RESOURCES AVAILABLE FOR PURCHASE

Sunday, January 28, 2018

The Rule Against Perpetuities

The dreaded Rule Against Perpetuities. The rule has been described both as a "technicality-ridden legal nightmare," as well as a "dangerous instrumentality in the hands of most members of the bar." 

And with that said, it's tested on the MBE, so let's try our best to understand it. 

First, the rule: No interest is valid unless it must vest, if at all, not later than 21 years after some measuring life at the creation of the interest.  But let's think of this in a more helpful way; if there is any possibility that an interest in property will not vest within 21 years of someone who is alive at the time that the interest is granted (a measuring life), then the common law Rule Against Perpetuities is violated. And so in determining whether the rule has been violated you've got to come up with a hypothetical situation in which someone who has been granted a non-vested interest in property might have that property vest more than 21 years after all the measuring lives have died. 

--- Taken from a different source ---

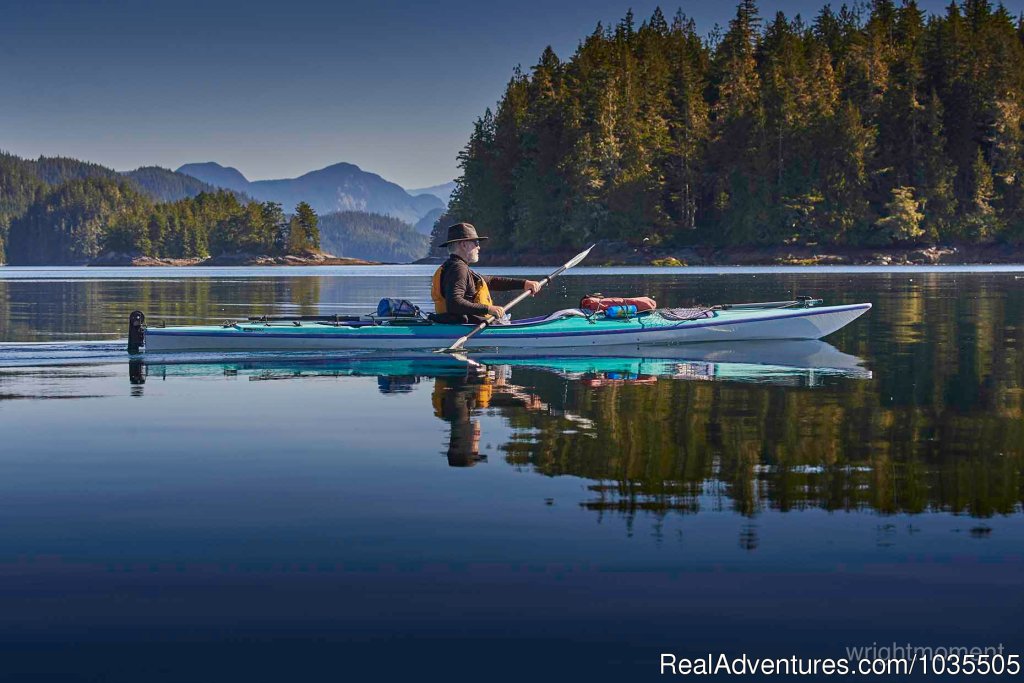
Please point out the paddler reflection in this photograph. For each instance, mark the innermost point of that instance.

Let's say A grants property to B for "so long as no alcohol is consumed on the property, and then to C." Here B has a fee simple subject to an executory limitation, and C has an executory interest. But the question is whether the executory interest granted to C is valid. The measuring lives here are A, B, and C. It's possible that A, B, and C could die and then more than 21 years after the death of all, B's heirs will violate the condition causing the property to vest in C's heirs. But that vesting will occur more than 21 years after the death of the measuring lives. And so the executory interest in C violates the Rule Against Perpetuities, and the grant becomes a fee simple determinable. If the condition is violated, the interest will revert back to A or A's heirs rather than shifting to C or C's heirs. 

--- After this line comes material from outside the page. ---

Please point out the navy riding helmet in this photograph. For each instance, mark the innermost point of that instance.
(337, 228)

Or let's say that A grants property "to B for life then to B's children for life, and then to B's grandchildren."Assume that at the time of the grant to B, B has two children, C and D, and one grandchild, E. Again, ask yourself whether it's possible that any of the granted interests might vest more than 21 years after all the measuring lives have died. The measuring lives here are A, B, C, D, and E. Assume that a week after the grant, C, D, E, and A all die. Sometime later B has another child, F. Note that F is not a measuring life because F was not alive at the time of the grant. Then B dies. 

So now F is alive and as per the grant, when B dies the property goes to F, B's child. No problem there since it was certain the property to F would vest within 21 years of a measuring life (here, B). F lives for another 25 years and then has a child, G. Then F dies. Now the property is supposed to vest in G, B's grandchild. The problem for G though is that all the measuring lives (A, B, C, D, and E) have been dead for more than 21 years. If F were a measuring life, there would be no problem. But F is not a measuring life as discussed above. So, it was possible as per the grant that a granted interest would vest more than 21 years after the death of all measuring lives (it happened here, so it had to have been possible).  Because of that possibility, the interest granted to B's grandchildren violates the rule and should be stricken. 

The rule is as horrible as everyone claims it to be. And there are certain details not covered in this post that could be tested on the MBE. But if you understand the above, you'll begin to understand how to analyze these problems, and the "legal nightmare" might be a bit less scary.